Interestingly, it is the lake that was named after the geographic periphery and not the oil and LNG resources.
According to anthropological records of the area, that date between 1940-50, a European missionary evangelist Murray Rule and Dick Donaldson and Corporal Hector Hicks, of the Australian Air Force, asked the local people at Wasami Island in the middle of the lake its name.
“Gurubu”, the villagers delightfully responded.
Gurubu in the local Foi vernacular refers to the lake.
The missionaries, however, wrote “Kutubu” in the English accent.
In 1991 multiple drilling operations began in South-East Mananda, Agogo, Usano and Hedinia.
Appraisals in the limestone ranges to the east of the lake and the joint production and commercialisation of these adjoining well pads led to the adoption of the word Kutubu to refer to the joint venture operations.
Kutubu subsequently became synonymous with crude oil.
I visited Kutubu for my Christmas holiday in Dec 2016.
As the Airlines PNG ATR turbo engine screeched and hovered over the Muvi River, and the wide adjacent low-lying hill, I saw a blue like no blue I had ever seen in my travels in the Highlands.
It was Lake Kutubu – bigger than what I had seen earlier in the inflight magazine.
The water was crystal blue and it had a couple of big islands with clusters of communities.
There were a lot of rivers, creeks and streams feeding it from all sides but there was just one outlet which I felt was mindboggling.
I quickly recalled what I had overheard about Lake Kutubu being ‘the sea in the highlands’.

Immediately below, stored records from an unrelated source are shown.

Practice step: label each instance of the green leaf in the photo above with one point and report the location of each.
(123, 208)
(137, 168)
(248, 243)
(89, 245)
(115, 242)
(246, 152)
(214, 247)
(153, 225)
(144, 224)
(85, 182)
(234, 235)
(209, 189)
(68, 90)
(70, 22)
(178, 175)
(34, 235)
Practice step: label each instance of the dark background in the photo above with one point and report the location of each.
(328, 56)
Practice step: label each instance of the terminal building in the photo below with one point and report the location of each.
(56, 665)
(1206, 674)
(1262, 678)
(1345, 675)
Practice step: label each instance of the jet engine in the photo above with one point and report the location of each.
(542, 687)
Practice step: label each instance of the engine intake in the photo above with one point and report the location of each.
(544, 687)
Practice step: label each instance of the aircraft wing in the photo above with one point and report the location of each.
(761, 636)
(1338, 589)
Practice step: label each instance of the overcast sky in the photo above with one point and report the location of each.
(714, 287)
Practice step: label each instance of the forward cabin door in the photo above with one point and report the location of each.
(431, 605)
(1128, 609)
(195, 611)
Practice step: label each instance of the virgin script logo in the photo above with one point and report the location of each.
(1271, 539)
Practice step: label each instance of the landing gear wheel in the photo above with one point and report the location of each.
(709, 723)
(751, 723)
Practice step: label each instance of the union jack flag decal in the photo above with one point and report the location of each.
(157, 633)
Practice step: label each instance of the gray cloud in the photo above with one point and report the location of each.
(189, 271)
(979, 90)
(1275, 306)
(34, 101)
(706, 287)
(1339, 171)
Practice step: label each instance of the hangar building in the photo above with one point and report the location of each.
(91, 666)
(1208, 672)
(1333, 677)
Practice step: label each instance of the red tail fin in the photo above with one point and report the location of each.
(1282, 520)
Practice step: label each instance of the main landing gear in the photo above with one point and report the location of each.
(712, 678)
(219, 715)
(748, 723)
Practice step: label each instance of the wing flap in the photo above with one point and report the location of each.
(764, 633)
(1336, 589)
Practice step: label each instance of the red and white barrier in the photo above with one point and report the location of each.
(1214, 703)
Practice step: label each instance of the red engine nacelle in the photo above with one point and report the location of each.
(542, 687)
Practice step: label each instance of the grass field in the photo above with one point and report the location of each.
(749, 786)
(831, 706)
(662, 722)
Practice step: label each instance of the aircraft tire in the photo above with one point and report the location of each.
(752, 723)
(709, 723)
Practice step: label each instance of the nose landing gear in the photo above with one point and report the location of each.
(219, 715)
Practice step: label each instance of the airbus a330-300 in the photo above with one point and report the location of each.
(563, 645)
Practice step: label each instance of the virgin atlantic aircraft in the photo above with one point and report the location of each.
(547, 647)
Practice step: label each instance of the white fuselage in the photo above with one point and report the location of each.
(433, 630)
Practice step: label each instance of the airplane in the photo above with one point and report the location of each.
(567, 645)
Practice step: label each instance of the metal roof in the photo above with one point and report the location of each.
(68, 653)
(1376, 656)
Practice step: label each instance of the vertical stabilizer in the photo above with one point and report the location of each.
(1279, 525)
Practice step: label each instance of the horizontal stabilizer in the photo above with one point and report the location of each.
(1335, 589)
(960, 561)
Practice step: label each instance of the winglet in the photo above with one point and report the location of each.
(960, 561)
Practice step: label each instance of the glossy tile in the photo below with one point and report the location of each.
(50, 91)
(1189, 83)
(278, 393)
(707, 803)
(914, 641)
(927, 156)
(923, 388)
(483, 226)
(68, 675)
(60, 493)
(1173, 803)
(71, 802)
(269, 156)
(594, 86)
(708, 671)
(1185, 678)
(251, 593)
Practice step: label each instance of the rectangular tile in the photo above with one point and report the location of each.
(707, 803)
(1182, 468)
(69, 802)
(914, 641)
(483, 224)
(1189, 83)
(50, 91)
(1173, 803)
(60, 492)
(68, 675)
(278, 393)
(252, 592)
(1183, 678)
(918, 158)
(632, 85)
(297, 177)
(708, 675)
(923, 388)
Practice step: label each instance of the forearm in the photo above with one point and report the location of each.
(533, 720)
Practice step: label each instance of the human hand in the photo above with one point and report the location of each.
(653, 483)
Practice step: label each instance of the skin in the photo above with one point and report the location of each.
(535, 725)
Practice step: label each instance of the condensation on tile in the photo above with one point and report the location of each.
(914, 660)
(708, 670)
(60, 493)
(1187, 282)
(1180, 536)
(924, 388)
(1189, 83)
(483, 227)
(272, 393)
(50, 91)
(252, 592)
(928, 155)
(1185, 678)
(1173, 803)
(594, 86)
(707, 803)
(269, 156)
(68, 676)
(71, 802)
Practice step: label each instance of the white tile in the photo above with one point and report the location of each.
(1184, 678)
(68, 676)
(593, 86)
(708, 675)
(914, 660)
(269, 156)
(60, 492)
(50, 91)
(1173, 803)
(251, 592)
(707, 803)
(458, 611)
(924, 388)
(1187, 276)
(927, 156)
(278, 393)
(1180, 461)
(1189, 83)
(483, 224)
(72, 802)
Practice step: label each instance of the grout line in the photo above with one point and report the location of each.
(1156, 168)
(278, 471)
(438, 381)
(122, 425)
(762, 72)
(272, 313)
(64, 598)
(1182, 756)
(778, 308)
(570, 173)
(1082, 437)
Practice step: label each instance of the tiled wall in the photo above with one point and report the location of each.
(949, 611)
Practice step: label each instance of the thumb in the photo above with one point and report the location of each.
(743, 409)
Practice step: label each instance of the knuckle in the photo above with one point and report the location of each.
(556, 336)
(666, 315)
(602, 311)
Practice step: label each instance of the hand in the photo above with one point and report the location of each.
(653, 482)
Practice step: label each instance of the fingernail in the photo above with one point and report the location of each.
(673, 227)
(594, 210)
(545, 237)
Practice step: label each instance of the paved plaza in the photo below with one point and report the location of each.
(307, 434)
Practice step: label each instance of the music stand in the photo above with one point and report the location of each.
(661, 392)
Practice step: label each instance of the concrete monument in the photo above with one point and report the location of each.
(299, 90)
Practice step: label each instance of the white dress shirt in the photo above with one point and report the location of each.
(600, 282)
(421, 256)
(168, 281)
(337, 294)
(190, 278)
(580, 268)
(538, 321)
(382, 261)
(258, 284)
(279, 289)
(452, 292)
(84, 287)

Now, truly, I was over the ‘sea in the highlands’.
I was drowned with insatiable curiosity as the aeroplane landed at Moro Airport on the western shore of the lake.
I disembarked from the aeroplane and walked towards the terminal where there was a waiting vehicle.
As I hopped on the vehicle and left the Moro Oil Search camps for the Inu Mission Station on the shores of Lake Kutubu, I was suddenly possessed by zeal, youthful spirits.